The whole point in having RAM is that you are hoping that it will always be full, and therefore you can have a high probability of having data in it that you need. If you keep ram empty, then the cpu has to go to the hard drive all the time for data, therefore slowing the computer down.

If ram is ever needed, the OS spills some data back to the hard drive to make room."

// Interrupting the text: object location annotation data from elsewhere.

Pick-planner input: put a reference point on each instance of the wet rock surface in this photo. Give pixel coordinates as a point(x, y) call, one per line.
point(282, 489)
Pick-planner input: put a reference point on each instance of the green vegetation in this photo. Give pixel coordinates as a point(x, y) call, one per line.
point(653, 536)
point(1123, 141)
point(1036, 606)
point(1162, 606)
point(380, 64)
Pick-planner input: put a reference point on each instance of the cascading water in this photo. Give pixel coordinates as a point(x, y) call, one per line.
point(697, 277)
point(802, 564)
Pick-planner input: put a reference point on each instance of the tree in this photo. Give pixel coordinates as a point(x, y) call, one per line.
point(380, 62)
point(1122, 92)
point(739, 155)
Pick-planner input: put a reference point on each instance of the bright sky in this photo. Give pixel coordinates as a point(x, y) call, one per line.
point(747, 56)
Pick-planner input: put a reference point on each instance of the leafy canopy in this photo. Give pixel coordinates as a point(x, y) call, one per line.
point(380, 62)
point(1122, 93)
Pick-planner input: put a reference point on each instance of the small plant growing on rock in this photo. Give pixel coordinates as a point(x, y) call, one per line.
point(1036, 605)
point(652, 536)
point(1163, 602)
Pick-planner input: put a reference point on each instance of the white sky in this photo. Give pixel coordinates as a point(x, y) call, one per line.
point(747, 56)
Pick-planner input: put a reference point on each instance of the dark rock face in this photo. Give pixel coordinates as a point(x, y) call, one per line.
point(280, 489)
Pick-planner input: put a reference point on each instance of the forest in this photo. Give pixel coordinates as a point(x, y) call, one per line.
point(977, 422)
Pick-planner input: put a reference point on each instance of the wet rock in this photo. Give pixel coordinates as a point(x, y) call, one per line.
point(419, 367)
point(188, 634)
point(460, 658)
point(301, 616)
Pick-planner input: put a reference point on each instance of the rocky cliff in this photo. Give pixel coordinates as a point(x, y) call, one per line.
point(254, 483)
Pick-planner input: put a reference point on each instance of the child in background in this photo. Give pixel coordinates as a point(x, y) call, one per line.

The point of using a memory refresher program is not to keep your RAM empty, it's to remove data already used making RAM available for new data. Windows XP does at fair job of memory management in comparison to 98SE, but having a refresher program helps when running a number of A/V processes. And if you have the program adjusted properly it doesn't interfere with tasks like CD burning, etc. Of course I could buy another 512K stick of RAM. So yes if you are trying to completely free your RAM continuously you could hurt performance, but otherwise a number of those programs work quite well thank you. In particular the AnalogX program is one of the best, and I've tried a few. Your opinion has been duly noted,
so if you are in fact a graduate level computer engineering student you can back your claim up with some empirical evidence. Obviously the results will vary depending on the levels that any program of this type is set at, including the level at which the memory refresher works and the amount of RAM the program attempts to recover, etc.

My personal experience with those memory-refresher programs is that they, on the whole, do tend to hurt performance much more than help. Especially in those situations in which you would conceptually need them the most - under low-memory conditions. I found that if they kicked in, while I was burning a CD, it would cause burn-proof to activate. Not good. And when switching between a lot of apps, you would have to wait for the memory refresher to force-page the current memory out to the pagefile, and then you would have to wait for the newly-activated app to page back in from the pagefile. Statistically, those programs will cause the pagefile to be accessed much MORE, not less, which means that they also statistically slow down performance. Sure, you may get a (brief) boost in speed, if whatever program you are using needs to allocate a large bunch of free ram, and you have already pre-paged-out the existing contents of RAM to the pagefile to free up that space in RAM, before it allocates it, but on the whole, it simply thrashes the working-sets of running applications, which for best performance, statistically, should be as stable as possible in a virtual-memory OS.

(One of the reasons why Mozilla's decision to free large chunks of memory when it is minimized, and then re-allocate them when restored, is the exactly-wrong design choice, IMO, based on knowledge of VM-based OSes. Mozilla's design is broken anyways, in so many ways it's not funny, but that's another topic for another time.)
 

InlineFive

Diamond Member
Sep 20, 2003
9,599
2
0
I have done benchmarks, this utility is useless and all it does is take up memory I think. Partially that because I can't use it with my nVidia SW IDE driver. And when paired with the Windows drivers it does just as well as the nVidia driver.